First, a correction. In our segment last night about Virginia changing the rules for electing a president, we reported that the bill had gone to a full committee of the Virginia Senate, and that the committee has a 10 to five GOP majority. That was incorrect, and my mistake. Republicans hold a majority of eight to seven. As Think Progress reports, one of those Republican senators is not sold on the idea of rigging the election. Senator Jill Vogel told them:
"... I am generally not in favor right now of the bill and it's very unlikely that I will vote for it in full committee or the Senate floor."
A couple of factors argue against Virginia Republicans gaining from a change in the way they apportion the state's electoral college vote. For one thing, under that system they would have given votes to Bill Clinton, John Kerry and Al Gore. For another, the history of openly changing election rules to benefit one side does not end well for that side.

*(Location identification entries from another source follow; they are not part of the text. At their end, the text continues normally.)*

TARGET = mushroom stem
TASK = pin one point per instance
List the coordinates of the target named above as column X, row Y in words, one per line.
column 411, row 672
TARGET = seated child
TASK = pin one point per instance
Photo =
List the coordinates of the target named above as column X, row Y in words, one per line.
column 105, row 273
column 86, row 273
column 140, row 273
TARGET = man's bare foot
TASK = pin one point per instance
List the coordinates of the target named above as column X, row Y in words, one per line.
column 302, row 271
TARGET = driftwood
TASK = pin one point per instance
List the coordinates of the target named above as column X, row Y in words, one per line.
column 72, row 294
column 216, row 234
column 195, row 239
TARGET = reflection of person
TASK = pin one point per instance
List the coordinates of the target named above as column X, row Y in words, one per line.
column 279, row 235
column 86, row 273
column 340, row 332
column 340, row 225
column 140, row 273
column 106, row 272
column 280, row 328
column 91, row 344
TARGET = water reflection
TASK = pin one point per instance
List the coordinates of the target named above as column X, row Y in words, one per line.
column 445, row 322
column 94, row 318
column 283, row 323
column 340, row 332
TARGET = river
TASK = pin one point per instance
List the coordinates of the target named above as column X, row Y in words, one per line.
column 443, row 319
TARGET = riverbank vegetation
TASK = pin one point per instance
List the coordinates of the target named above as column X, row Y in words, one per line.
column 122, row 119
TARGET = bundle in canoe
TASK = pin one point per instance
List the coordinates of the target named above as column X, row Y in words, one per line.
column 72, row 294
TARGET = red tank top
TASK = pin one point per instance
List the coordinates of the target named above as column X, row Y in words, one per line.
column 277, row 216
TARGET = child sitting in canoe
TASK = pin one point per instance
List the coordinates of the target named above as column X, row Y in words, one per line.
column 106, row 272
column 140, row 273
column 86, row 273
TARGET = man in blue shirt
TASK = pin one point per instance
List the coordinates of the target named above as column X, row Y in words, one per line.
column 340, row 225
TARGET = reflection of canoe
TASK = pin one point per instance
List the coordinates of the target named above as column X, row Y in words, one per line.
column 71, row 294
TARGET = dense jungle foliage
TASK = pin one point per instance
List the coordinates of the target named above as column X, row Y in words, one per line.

With the Virginia Senate equally divided, a unified Democratic caucus plus Vogel could defeat the bill. You might remember that last year Vogel dropped her own bill for mandated ultrasounds, saying she had not realized they would be mandated vaginal ultrasounds. (She then supported the bill reworked and signed into law by Governor Bob McDonnell. In this session, she broke with her party to move an LGBT nondiscrimation bill forward.)
Meanwhile, the Washington Post reports that the Virginia House of Delegates is having cold feet about the Senate's surprise gerrymandering this week:
"My sense is the House is getting squishy," said the Republican, who spoke on the condition of anonymity to be candid about internal party discussions. "These guys are freaking out. . . . I think they'd like to pass the hot potato."
It might be that Virginia Republicans are in the process of figuring out how far is too far for Virginia Republicans.